The Settings panel in the Cart Editor controls how the cart drawer looks and behaves around the checkout area. This article walks through each option.

[Screenshot: Cart Editor → Settings panel showing Cart Width slider, Go to cart instead of checkout, and Disable Sticky Checkout Footer]

Cart Width For Desktop

Controls how wide the cart drawer is on desktop screens.

Default: 440px on desktop, 100% on mobile.

Drag the slider to set a custom width. The slider goes up to a wide cart format (around 600px) which gives more breathing room for upsell cards and product images.

Mobile is unaffected by this setting. Mobile always uses 100% screen width regardless of where the slider is set, so this is purely a desktop control.

What to pick:

  • 440px (default) — works for most stores.
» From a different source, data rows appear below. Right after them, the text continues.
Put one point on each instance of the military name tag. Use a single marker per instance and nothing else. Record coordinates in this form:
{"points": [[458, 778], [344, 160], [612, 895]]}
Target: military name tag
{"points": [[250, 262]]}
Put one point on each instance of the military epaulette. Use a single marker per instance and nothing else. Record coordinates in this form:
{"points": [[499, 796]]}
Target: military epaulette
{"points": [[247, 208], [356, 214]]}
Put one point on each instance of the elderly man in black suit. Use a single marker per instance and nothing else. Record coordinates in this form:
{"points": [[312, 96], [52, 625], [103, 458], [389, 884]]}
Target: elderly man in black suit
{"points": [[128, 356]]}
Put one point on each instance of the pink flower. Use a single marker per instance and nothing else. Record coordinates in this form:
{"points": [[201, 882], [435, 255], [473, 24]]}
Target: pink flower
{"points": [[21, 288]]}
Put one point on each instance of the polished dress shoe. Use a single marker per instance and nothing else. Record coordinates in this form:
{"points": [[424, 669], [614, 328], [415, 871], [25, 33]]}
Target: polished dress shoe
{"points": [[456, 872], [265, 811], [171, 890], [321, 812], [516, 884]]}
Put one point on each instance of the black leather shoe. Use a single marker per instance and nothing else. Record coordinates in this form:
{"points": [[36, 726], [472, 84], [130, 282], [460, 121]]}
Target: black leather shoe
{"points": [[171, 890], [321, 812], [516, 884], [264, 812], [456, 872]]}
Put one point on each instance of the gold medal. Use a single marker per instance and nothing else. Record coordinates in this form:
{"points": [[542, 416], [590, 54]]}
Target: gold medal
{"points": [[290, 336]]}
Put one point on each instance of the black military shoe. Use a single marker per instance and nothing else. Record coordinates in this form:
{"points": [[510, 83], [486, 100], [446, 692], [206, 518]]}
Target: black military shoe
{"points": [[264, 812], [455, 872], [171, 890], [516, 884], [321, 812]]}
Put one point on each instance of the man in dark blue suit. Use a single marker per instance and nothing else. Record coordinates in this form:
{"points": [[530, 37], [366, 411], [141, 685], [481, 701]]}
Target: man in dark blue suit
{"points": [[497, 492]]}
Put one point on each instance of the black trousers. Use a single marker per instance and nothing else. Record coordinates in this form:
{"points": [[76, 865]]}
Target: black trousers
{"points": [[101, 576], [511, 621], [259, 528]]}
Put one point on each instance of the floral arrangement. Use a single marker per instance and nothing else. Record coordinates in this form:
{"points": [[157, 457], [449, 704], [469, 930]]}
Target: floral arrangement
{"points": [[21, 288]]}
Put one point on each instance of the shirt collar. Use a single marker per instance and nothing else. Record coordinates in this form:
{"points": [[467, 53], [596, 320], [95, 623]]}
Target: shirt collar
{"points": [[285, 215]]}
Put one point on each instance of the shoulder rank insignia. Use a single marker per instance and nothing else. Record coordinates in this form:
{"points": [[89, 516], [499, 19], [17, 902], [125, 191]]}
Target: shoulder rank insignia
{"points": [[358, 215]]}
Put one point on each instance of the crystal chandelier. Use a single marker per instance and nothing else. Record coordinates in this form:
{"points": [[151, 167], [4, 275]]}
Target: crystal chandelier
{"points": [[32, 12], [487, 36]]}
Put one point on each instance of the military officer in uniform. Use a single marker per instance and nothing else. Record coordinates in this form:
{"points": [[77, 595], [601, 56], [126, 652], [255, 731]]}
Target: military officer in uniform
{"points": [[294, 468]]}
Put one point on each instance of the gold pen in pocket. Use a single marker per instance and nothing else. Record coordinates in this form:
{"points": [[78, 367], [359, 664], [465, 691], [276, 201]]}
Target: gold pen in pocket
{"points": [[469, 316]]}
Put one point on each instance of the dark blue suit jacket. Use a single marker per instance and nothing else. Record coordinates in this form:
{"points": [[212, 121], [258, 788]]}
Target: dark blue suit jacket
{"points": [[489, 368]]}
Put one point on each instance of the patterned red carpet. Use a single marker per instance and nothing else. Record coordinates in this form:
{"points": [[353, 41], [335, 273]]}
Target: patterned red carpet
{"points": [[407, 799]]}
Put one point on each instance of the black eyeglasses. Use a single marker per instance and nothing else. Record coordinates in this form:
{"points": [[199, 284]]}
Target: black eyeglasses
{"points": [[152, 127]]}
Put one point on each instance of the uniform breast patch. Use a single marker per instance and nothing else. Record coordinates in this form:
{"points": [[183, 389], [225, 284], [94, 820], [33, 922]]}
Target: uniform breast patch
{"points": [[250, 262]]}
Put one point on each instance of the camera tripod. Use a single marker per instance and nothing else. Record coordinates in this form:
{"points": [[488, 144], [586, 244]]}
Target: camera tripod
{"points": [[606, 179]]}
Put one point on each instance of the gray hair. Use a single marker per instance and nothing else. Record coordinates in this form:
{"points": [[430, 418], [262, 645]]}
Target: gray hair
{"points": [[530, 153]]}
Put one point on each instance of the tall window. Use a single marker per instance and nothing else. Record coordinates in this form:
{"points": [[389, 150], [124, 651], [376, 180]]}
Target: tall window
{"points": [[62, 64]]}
Tight enough to feel like a side panel, wide enough for a clean cart layout.

  • 500–600px — better if you have lots of cart features enabled (rewards bar + upsells + add-ons + trust badges). More room means less cramped.

  • Below 440px — usually too tight. Product images get small, line items wrap, and upsell cards look squashed.

Go to cart instead of checkout

Controls where the checkout button takes the customer.

  • Off (recommended) — Clicking the checkout button takes customers straight to Shopify's checkout, skipping the standard /cart page entirely. Faster, fewer clicks, higher conversion.

  • On — Clicking the checkout button takes customers to the Shopify cart page first, where they have to click a second time to reach checkout.

When to turn this on: only if your store has a custom-built cart page that does something Shopify checkout can't (custom B2B logic, multi-step quoting, custom integrations). For most stores, leave this off — every extra click between cart and checkout costs conversions.

Disable Sticky Checkout Footer

Note: this setting works in reverse. Leave it unchecked for the recommended behavior.

  • Unchecked (recommended) — The checkout button stays pinned to the bottom of the cart drawer while the cart contents scroll above it. Customers can always see the checkout button, no matter how many items are in their cart.

  • Checked — The checkout footer scrolls along with the rest of the cart contents. On long carts, customers have to scroll all the way down to find the checkout button.

The recommended setup is unchecked. A sticky checkout footer is one of the highest-impact UX choices in the cart drawer — losing it on long carts is one of the most common reasons customers abandon mid-cart.

Show Advance Settings

Click Show Advance Settings to reveal additional options. These are less commonly changed and most stores leave them at default.

Other Settings (further down)

Below the buttons section, the same settings panel includes:

  • Show Applied Discount — display active discount details on the cart.

  • Show total savings of cart — show a "Total savings: $X" line near the totals when discounts are applied.

  • Total Saving Bar Display Type — controls how the savings line is styled.

"Show total savings of cart" is the strongest of these — it makes the dollar amount customers are saving feel tangible at the moment of conversion. Recommended on whenever you run any discount.

Tip

After making any changes here, test the cart on both desktop and mobile in incognito mode. Width changes especially behave differently across screen sizes — what feels right on a 27-inch monitor can feel cramped on a 13-inch laptop.